GOBIPTERYX

 

Click here for full sized image   LOCALITY:
Eggs from Khermin Tsav, Gobi Desert, Mongolia

AGE:
Late Cretaceous (Santonian-Campanian), 75-85 million years old

SIZE:
Small sparrow-sized

MEANING OF NAME:
'Gobi-winged'

PRONUNCIATION:
Gobe-IP-ter-ix

CLASSIFICATION:
AVES (birds): Gobipterygiformes; Gobipterygidae

One of the most ancient of birds, Gobipteryx is known from two crushed skulls and lower jaws from Mongolia. In addition to this there are some embryonic skeletons and eggs (on display in the exhibition) that have been called Gobipteryx, but these may, in fact, belong to another equally ancient group of birds called the Enantiornithiformes.

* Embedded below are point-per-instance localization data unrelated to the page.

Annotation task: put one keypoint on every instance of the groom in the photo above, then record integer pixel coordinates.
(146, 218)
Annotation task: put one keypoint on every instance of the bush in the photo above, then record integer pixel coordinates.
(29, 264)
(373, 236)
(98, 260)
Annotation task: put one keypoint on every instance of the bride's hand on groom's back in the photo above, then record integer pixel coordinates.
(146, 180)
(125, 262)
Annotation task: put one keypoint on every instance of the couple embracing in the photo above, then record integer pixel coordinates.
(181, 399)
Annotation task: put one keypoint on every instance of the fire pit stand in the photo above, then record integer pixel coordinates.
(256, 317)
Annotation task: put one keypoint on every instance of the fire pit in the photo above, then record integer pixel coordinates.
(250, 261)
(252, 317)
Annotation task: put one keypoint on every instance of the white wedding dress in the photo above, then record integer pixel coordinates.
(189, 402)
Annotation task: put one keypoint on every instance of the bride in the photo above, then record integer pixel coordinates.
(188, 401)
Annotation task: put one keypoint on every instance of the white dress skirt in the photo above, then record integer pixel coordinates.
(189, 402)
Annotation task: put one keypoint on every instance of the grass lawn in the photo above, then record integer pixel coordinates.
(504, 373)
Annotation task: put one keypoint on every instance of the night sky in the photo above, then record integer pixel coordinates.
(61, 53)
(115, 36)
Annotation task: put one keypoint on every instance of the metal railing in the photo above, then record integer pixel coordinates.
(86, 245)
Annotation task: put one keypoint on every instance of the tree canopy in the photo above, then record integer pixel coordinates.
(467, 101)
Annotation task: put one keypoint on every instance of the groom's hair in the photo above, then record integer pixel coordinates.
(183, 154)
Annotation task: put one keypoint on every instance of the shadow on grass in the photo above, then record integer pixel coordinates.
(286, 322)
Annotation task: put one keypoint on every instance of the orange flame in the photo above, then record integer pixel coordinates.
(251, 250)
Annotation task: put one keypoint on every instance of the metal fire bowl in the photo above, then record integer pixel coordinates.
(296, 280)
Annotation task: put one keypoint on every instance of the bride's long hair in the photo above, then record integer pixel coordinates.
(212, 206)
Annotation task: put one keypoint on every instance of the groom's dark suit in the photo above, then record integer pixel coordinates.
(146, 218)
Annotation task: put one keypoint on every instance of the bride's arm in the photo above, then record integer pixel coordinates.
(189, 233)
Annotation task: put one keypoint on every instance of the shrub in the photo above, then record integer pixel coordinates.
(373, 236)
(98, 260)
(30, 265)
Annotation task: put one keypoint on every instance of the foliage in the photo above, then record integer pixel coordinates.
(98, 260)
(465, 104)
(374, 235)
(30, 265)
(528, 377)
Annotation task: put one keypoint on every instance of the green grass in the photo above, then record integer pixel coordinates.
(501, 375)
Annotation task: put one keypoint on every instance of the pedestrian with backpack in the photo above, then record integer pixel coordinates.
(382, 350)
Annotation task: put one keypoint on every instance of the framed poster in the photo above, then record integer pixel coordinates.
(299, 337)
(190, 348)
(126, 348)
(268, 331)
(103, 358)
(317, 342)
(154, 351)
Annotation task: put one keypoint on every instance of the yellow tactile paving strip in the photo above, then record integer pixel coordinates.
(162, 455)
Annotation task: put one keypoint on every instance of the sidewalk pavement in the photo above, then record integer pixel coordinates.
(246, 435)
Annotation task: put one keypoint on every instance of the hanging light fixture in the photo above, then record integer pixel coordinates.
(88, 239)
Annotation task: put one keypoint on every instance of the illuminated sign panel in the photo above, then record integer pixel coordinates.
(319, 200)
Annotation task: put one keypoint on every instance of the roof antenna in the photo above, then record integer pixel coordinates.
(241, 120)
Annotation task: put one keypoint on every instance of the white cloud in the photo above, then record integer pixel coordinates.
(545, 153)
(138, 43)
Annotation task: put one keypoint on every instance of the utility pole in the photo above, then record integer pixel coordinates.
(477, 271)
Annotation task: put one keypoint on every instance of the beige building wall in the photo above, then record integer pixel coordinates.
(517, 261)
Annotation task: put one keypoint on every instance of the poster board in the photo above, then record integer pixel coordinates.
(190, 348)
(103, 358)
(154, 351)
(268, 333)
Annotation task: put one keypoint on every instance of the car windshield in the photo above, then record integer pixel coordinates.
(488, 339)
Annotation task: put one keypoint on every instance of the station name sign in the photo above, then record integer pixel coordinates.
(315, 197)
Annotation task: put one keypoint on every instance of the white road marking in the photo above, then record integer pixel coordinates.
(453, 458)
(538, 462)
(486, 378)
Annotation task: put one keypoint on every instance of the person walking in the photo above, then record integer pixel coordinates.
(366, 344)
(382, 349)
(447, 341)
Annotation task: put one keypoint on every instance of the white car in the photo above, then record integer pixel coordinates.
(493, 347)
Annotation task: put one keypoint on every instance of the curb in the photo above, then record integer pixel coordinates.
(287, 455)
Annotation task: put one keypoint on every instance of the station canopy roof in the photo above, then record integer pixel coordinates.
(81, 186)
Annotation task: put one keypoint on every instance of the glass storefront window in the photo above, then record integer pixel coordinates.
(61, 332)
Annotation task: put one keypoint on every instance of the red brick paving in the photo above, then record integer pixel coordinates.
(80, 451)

At the time that Gobipteryx lived, birds were just beginning to develop into the groups we know today. Birds as a group were derived from small carnivorous lizardhipped dinosaurs (saurischians). The oldest vertebrate that has been called a bird is the first vertebrate with feathers, Archaeopteryx, from the Late Jurassic of Germany during the end of the Age of Dinosaurs, primitive birds experimented with many different lifestyles, and it wasn't until the early stages of the Cainozoic, the Age of Mammals (beginning at 65 million years ago), that the broad outlines of modern groupings of birds could be seen.

Gobipteryx still has many reptilian characters, for example one of the bones of the jaw, the quadrate, resembles bones in theropod dinosaurs. But Gobipteryx also had bird-like features too.

Many palaeontologists view Gobipteryx and a number of other Cretaceous birds as early experiments in 'birddom' that didn't give rise to any later birds, but tried out the avian lifestyle until crowded out by better 'models' which in turn did give rise to our modern birds.

Gobipteryx would have had feathers and probably would have been able to fly.

Small eggs are those thought to belong to Gobipteryx;
Large egg is that of a hadrosaur (from Gureelin Tsav, Southern Mongolia).